Returning the Names 2025

For the third year in a row, the Russian Canadian Democratic Alliance organized the commemoration event “Returning the Names” — a day of remembrance for the victims of political repressions in the USSR.

We believe this is one of the most meaningful events of the year — a space of collective memory and shared reflection.
Memory is our responsibility, our task, and our only way forward.
We cannot avoid this work — we must go through it, and doing so together gives us strength.

During the event, we not only read the names of the victims of repression,
but also read letters from today’s political prisoners, written specially for Returning the Names.  We are deeply grateful to our colleagues who shared these letters with us — they reminded us that repression and the struggle for freedom are not only matters of the past, but also of the present.

There are two important days we mark in late October.

October 29 — the Day of Remembrance of the Victims of Political Repressions. On this day, we read aloud the names of those whose lives were destroyed by political terror.
October 30 — the Day of Political Prisoners. We mark the Day of Struggle for the Rights of Political Prisoners.

These two days are inseparably linked — remembrance and action, memory and solidarity. The day was established by soviet dissidents in the camps: they declared a hunger strike demanding better conditions and an end to repression. 

In just three decades — from 1930 to 1959 — millions passed through the GULAG system.  On these days, we honour the memory of those who were exiled, imprisoned, and executed under the Soviet regime and stand in solidarity with those imprisoned for their beliefs today.

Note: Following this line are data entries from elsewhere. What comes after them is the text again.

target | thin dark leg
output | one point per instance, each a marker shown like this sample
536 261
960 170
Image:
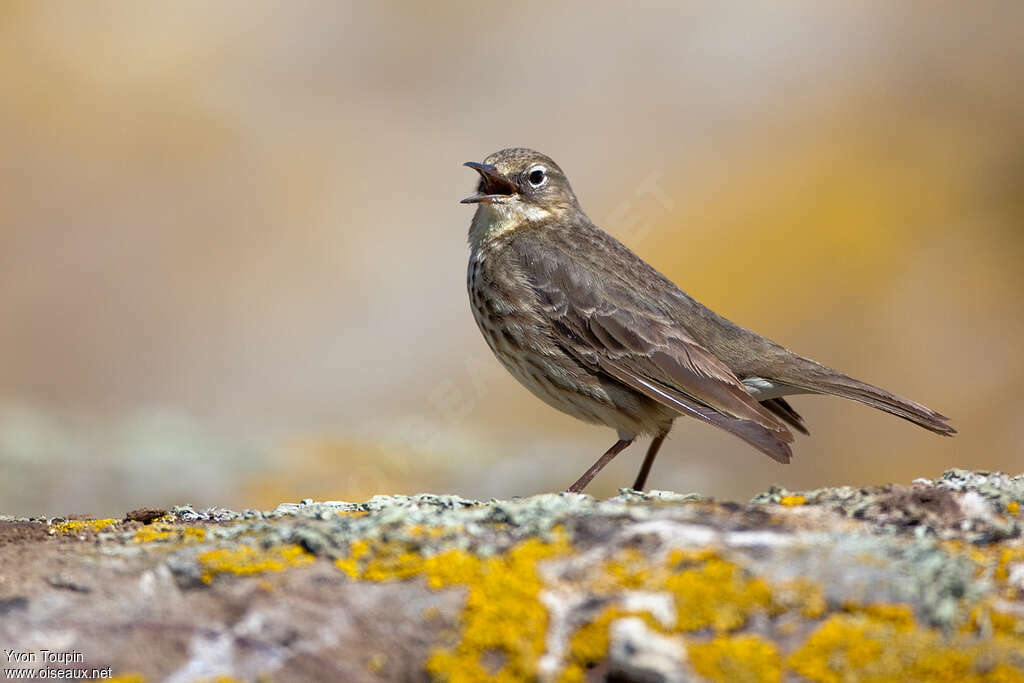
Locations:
647 462
582 482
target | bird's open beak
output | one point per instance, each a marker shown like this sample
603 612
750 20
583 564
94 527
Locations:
494 186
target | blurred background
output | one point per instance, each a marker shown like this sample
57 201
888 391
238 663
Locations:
232 259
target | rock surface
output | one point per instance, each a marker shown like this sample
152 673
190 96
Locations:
921 583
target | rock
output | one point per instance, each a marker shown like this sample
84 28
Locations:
924 582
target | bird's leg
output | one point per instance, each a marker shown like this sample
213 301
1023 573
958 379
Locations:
582 482
647 462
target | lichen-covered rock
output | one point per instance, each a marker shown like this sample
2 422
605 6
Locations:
920 583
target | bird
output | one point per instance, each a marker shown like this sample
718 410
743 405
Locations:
595 332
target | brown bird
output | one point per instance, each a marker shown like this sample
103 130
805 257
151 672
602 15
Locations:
594 331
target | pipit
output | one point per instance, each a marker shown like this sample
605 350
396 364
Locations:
594 331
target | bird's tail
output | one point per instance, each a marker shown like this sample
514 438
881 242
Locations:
816 378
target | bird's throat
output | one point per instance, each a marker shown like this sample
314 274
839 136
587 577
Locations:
493 220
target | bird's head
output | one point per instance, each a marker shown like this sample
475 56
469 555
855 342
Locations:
519 185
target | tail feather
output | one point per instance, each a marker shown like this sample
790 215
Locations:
818 379
781 409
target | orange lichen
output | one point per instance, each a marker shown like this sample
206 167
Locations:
503 619
73 526
711 592
166 531
246 560
884 643
736 659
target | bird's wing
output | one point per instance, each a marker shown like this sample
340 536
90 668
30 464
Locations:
611 325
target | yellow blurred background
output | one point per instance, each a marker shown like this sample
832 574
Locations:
232 259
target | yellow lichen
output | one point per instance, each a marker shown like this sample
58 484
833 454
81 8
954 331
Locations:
590 643
73 526
166 531
503 626
376 663
246 560
503 619
885 644
711 592
736 659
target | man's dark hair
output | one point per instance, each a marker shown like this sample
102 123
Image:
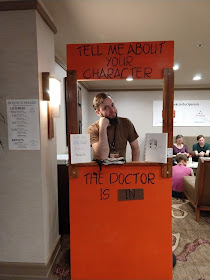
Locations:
181 157
199 137
99 99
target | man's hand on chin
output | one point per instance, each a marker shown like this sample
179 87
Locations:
103 123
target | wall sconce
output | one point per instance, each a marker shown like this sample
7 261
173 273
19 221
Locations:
52 93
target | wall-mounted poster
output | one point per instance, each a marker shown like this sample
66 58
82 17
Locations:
23 124
186 113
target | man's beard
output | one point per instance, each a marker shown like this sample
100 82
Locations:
114 121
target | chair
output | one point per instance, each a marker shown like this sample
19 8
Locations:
197 189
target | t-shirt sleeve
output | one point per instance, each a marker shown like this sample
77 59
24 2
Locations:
93 130
186 149
132 135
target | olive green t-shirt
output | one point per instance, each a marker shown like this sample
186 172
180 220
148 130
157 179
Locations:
119 135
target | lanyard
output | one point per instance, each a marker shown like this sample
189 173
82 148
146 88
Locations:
112 145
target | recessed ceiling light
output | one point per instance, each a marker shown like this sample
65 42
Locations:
129 79
176 66
197 77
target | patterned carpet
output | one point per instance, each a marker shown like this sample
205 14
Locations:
191 245
191 241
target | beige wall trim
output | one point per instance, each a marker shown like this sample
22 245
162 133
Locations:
57 60
28 5
139 89
27 271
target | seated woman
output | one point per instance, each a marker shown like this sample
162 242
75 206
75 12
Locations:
178 172
179 147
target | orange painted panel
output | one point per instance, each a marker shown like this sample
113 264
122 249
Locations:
140 60
120 240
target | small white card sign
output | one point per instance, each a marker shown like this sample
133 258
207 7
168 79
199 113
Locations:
80 148
23 124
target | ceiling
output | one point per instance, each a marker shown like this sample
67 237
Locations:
186 22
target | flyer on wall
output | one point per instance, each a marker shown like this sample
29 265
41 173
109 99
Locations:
23 124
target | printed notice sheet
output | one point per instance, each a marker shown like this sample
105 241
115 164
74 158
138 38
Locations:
23 124
80 148
186 113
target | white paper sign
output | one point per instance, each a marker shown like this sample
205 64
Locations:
186 113
23 124
80 148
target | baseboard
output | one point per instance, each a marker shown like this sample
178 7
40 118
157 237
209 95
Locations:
30 271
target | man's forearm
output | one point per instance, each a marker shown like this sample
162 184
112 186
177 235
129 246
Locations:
102 148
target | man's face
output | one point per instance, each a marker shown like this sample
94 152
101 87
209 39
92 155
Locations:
201 141
107 109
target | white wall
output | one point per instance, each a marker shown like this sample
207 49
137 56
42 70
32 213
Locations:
60 130
46 56
28 191
60 123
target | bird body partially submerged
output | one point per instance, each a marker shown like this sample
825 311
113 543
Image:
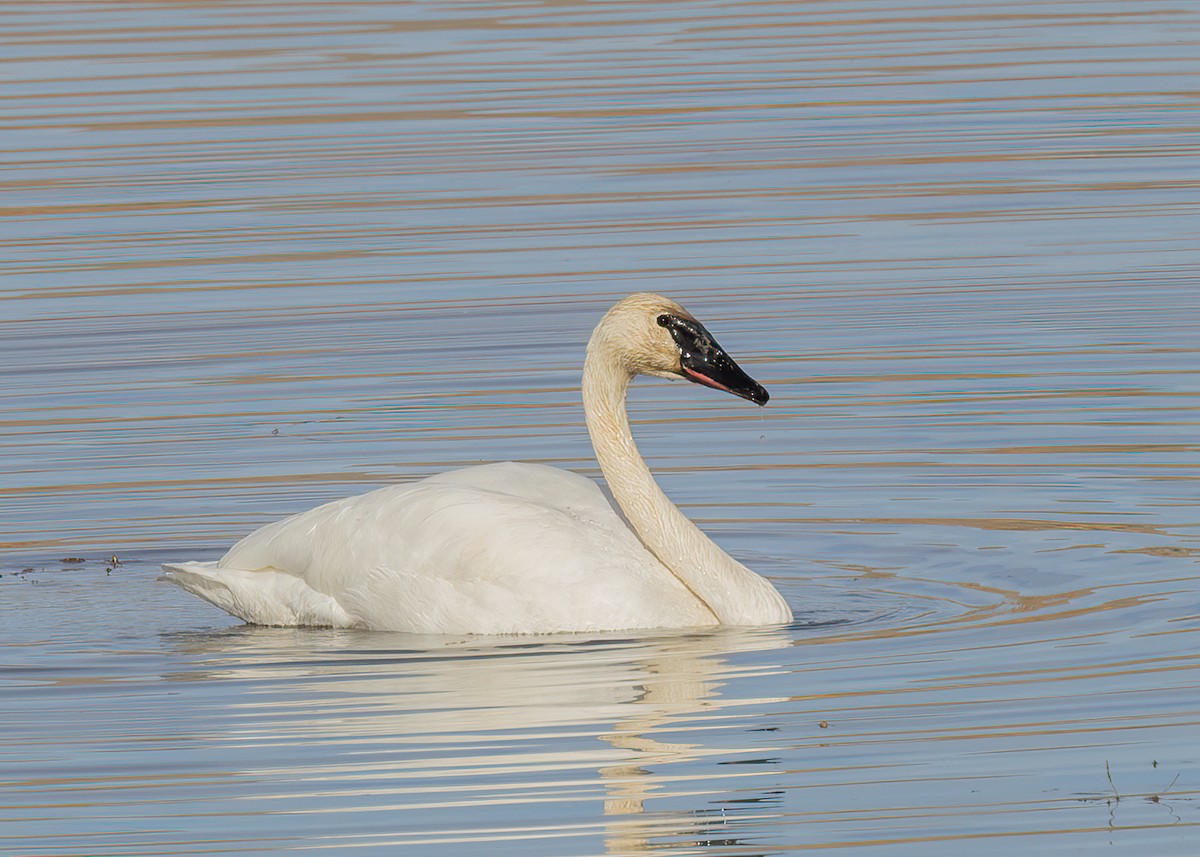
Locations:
510 547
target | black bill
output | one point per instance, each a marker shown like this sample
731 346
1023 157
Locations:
703 360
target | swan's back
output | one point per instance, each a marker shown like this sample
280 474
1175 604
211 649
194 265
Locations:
499 549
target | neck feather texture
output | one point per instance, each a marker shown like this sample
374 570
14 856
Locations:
735 593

By reading the names, we restore humanity to what was once reduced to statistics.
We must understand the scale of the tragedy — but also see the faces and fates behind the numbers.
The regime sought to erase these people from history, to silence and shame them, to make us forget.
But we gather to return their names, to keep alive the memory of those who were killed or forgotten.

We need freedom and memory — because one cannot exist without the other.

We thank everyone who joined us, who hears this call, and who continues this work of remembrance and solidarity.